You begin by looking at the origins of vulnerability and understanding the path it typically takes.
Stage I: Original Vulnerability
The developmental journey of every human being begins in utter vulnerability. If you're lucky enough to be well-parented, your original vulnerability is met with kindness, and as a result you'll develop a kind of basic trust in the goodness of the universe. But even when you have great caregivers, early childhood is filled with necessary losses—including such natural events as a mother's temporary distraction or absence, to weaning, to the birth of a rival in the form of a younger sibling. These losses teach us about the world and help us to recognize our unique individuality, but they also accentuate our sense of basic vulnerability.
The Invulnerability Strategy
In response, we set in place our personal strategies for drawing boundaries and finding protection.

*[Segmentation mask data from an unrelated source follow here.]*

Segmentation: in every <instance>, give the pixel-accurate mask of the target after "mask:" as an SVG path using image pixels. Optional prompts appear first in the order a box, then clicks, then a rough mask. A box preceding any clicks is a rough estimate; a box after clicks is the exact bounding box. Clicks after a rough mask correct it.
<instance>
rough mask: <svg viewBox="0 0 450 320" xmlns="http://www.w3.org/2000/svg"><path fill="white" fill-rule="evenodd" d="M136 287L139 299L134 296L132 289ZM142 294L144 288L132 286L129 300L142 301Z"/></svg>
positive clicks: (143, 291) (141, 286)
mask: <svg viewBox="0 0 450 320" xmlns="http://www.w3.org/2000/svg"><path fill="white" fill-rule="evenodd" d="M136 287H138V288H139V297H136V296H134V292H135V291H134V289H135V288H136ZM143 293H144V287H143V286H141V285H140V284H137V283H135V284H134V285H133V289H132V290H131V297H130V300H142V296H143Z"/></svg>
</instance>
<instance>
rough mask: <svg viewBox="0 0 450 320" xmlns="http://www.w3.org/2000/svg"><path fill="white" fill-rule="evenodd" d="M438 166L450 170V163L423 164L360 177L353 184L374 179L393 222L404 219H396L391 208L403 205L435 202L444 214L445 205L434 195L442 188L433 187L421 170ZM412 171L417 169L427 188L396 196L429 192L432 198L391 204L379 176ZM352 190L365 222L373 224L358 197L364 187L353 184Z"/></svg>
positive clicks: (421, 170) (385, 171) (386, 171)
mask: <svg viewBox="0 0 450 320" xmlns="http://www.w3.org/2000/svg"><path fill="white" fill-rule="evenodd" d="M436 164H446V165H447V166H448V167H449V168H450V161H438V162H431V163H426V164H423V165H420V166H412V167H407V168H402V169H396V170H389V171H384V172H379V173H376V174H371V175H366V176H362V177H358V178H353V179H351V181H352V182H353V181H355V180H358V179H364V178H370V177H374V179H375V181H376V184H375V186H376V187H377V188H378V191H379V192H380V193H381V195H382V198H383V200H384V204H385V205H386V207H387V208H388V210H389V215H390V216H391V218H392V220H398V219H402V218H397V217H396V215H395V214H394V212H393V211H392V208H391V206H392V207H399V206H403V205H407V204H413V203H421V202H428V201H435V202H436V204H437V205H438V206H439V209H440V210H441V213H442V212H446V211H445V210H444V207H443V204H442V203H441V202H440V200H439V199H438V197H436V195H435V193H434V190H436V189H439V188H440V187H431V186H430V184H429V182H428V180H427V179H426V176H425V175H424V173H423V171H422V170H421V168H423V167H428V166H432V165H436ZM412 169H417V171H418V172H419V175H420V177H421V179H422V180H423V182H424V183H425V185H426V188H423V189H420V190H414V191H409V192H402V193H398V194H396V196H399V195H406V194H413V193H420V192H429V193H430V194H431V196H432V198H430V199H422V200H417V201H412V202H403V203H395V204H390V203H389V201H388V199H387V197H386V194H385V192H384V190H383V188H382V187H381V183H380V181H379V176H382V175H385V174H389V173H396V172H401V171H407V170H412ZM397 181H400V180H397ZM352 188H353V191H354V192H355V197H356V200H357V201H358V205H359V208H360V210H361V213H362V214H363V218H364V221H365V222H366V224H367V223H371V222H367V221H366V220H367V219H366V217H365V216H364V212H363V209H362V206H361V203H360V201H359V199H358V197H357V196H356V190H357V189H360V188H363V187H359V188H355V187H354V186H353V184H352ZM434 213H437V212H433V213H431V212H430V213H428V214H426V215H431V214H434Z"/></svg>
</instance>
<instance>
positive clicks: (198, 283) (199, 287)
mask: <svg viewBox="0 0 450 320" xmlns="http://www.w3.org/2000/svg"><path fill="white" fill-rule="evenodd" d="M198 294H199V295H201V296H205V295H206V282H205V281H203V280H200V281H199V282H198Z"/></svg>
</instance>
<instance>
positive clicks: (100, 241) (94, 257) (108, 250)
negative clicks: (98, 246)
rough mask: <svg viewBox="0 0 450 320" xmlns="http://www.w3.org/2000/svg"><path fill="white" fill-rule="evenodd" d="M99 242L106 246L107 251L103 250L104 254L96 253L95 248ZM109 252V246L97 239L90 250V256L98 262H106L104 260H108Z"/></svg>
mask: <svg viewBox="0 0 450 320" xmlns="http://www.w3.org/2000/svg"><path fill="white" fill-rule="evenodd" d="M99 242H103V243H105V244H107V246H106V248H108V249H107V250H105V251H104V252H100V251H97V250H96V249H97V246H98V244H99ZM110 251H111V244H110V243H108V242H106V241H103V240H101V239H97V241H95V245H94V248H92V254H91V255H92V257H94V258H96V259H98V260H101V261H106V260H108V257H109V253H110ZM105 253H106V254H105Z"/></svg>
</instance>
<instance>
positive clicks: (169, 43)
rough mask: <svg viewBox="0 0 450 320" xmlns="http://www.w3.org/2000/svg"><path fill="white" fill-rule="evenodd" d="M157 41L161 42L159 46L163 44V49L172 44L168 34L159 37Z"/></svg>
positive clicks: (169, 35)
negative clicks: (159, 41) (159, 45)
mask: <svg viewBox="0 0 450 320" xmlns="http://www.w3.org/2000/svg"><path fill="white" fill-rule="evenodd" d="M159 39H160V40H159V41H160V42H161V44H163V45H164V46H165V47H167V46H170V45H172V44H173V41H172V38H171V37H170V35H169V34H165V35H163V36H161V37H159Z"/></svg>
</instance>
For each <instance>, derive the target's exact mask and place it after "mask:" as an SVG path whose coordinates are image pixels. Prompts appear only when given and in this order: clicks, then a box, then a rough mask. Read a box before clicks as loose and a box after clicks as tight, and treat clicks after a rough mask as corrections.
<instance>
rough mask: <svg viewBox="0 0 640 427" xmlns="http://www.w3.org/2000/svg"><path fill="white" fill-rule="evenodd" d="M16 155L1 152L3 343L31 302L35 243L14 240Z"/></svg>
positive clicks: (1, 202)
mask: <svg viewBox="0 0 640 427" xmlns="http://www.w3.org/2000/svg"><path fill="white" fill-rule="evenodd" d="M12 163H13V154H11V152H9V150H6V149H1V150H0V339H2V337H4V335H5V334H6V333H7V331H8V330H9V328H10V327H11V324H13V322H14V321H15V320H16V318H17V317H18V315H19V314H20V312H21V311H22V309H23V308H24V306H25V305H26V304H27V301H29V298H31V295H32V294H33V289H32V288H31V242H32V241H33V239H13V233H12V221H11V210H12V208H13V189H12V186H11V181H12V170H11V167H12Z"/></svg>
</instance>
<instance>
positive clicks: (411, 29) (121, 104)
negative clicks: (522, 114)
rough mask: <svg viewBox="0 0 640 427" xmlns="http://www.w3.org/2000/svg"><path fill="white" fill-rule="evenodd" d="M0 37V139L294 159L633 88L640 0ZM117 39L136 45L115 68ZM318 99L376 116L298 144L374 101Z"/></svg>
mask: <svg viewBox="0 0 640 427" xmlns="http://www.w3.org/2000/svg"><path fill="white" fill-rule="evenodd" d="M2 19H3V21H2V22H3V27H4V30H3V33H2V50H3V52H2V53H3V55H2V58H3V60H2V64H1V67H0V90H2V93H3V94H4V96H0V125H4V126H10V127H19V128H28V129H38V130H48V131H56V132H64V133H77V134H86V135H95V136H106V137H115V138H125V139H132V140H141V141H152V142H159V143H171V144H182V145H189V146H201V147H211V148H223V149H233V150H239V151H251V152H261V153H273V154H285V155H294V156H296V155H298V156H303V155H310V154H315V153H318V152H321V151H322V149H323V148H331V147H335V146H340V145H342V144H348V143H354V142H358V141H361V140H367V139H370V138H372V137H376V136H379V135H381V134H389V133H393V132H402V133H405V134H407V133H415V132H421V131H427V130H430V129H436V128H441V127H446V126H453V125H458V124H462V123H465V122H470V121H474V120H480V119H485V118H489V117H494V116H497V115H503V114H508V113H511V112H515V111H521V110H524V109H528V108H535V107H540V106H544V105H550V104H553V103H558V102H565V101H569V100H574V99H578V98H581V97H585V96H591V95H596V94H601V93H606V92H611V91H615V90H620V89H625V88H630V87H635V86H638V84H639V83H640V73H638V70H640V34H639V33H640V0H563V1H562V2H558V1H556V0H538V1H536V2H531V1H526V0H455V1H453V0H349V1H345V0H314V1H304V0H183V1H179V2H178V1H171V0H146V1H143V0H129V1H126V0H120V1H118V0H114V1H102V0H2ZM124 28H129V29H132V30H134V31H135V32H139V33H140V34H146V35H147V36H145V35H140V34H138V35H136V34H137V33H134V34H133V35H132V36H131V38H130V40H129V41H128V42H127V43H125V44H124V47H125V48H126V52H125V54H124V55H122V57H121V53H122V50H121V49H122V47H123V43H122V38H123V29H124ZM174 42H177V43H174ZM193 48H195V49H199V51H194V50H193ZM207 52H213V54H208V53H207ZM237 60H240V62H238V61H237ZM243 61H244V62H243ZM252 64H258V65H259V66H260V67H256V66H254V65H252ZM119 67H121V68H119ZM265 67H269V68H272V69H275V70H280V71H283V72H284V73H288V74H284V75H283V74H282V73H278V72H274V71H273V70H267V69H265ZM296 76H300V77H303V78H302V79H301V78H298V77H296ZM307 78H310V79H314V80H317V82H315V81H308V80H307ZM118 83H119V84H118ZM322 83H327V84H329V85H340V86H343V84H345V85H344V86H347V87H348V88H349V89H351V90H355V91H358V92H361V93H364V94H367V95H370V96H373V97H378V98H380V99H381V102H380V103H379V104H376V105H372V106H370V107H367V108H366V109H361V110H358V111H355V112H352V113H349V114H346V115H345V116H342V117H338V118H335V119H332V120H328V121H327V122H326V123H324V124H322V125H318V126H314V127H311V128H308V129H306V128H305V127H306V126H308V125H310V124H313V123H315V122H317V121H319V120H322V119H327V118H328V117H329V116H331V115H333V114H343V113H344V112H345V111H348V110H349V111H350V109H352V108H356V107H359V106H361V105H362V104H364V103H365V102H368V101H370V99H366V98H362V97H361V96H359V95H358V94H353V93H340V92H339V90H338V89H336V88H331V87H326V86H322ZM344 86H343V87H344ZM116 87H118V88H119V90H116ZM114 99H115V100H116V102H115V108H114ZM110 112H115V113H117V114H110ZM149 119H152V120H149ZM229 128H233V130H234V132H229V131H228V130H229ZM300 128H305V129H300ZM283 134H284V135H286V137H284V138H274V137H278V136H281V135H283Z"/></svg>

Roger, who grew up in South Central Los Angeles, tells me that from an early age he learned to outrun pursuers from the local gangs, and became so tough and 'fearless' that at age 6 he bit a playground bully who tried to take away his lunch. Coleman, on the other hand, grew up in a professional family in Indiana and learned to survive his parent's stony emotional detachment by becoming the family jester. To this day, he protects his heart with jokes and pleasing social behavior that reveals to no one the core of fear that lurks behind it. Some of us hide our vulnerability behind our skills and competencies, our work ethic and talents. Some hide behind a mask of cool or even anger. Others internalize vulnerability, identify with it, and use sensitivity as a kind of shield, like my friend who could always disarm my anger by claiming that it scared him.